Nel terzo incontro della scuola di preghiera, svoltosi in cattedrale lunedì scorso, con l’animazione musicale dei giovani del Rinnovamento nello Spirito, il vescovo Giovanni ha offerto una riflessione sulla preghiera del Padre nostro. Attraverso le parole riportate da Matteo e Luca, ma di cui sono intessuti tutti i vangeli, il vescovo ha guidato i fedeli a riscoprire gli atteggiamenti della fiducia radicale nel Padre, della vigilanza e dell’apertura al servizio. Al centro della sua riflessione, la certezza dell’amore che Dio ha per noi. Gesù nel discorso della montagna ci invita a non affannarci, a non lasciarci sopraffare dalle preoccupazioni, infatti dice: «Anche i capelli del vostro capo sono tutti contati».

Questa fiducia non è un’esortazione a vivere con leggerezza ma una chiamata alla libertà profonda che scaturisce dalla consapevolezza che il Padre conosce ogni nostro bisogno. Il vescovo Giovanni ha sottolineato come molte delle nostre angosce derivino dall’illusione di dover gestire tutto da soli, senza pensare che Dio conosce meglio di noi ciò di cui abbiamo bisogno. Monsignor Paccosi ha poi affrontato un passaggio enigmatico del capitolo 12 di Luca: la bestemmia contro lo Spirito Santo. Il solo peccato che non sarà perdonato, ha spiegato, non si riferisce a un’offesa specifica, ma alla chiusura del cuore nei confronti di Dio: «L’unica cosa che può impedire a Dio di riempirci della sua grazia è che noi smettiamo di cercarlo». Ha quindi evocato l’immagine del bambino che piange perché ha bisogno della mamma e non smette finché non ha ottenuto ciò di cui necessita. Spesso però «ci comportiamo come bambini che, diventati grandi, si convincono che se l’aiuto non arriva, è inutile continuare a chiedere». Questa attitudine, ha spiegato il vescovo, crea una distanza tra noi e il Padre, una barriera.

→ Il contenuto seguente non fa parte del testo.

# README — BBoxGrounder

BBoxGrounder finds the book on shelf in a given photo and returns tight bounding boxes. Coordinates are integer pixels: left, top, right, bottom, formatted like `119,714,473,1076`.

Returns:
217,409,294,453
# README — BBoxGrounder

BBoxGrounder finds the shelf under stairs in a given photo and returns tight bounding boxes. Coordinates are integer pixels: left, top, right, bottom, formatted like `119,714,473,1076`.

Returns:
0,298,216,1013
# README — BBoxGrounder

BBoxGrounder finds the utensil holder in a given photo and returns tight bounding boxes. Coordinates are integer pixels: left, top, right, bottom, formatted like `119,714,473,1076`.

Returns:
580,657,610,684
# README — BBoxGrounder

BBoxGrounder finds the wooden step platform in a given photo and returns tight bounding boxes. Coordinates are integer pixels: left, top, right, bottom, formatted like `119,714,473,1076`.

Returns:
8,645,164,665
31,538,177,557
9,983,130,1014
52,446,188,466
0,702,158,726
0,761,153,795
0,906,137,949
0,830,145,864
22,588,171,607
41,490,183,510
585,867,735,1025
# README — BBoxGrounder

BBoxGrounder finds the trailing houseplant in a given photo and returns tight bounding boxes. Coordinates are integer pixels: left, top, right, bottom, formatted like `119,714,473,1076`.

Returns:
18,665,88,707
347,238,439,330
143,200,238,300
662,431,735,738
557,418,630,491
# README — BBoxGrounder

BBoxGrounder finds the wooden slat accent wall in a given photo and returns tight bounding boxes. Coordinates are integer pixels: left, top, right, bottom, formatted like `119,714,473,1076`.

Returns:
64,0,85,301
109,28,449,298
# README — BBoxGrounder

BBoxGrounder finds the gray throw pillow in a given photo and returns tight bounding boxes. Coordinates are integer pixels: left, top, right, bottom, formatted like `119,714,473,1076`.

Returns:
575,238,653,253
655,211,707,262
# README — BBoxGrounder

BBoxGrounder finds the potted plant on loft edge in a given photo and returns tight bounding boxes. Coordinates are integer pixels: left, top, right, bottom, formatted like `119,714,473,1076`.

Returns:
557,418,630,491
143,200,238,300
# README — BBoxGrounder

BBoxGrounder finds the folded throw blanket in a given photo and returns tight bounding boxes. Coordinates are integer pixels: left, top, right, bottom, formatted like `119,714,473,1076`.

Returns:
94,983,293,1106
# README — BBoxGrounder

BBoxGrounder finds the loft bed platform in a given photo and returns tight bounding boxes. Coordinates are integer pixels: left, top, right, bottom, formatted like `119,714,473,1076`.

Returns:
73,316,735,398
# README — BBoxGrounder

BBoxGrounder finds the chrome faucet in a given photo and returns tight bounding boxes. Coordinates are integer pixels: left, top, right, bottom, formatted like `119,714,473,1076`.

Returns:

Gesù ci invita invece a rimanere fiduciosi, a chiedere con insistenza, certi che Dio Padre ci ascolta e provvede a noi. Ne scaturisce una libertà che non è egoistica ma che al contrario si traduce in un’apertura al servizio. Il vescovo Giovanni ha ricordato come Gesù stesso abbia vissuto in totale disponibilità al disegno del Padre, mettendosi al servizio di ogni uomo. Questo è il modello per i cristiani: «La nostra azione consiste nel metterci a disposizione di Dio, servendo il prossimo con gratitudine e amore».

In vista del Natale, monsignor Paccosi ha poi richiamato tutti a un atteggiamento di vigilanza. L’attesa della venuta di Gesù richiede attenzione e prontezza: «Se non l’attendiamo, potremmo non accorgerci del suo arrivo», ha ammonito, come una persona che cerca qualcuno ma se è distratta rischia di non vederlo mentre le passa accanto. Dobbiamo quindi allenare il nostro cuore a riconoscere i segni della presenza del Signore, che spesso si manifesta in modo discreto, nella quotidianità.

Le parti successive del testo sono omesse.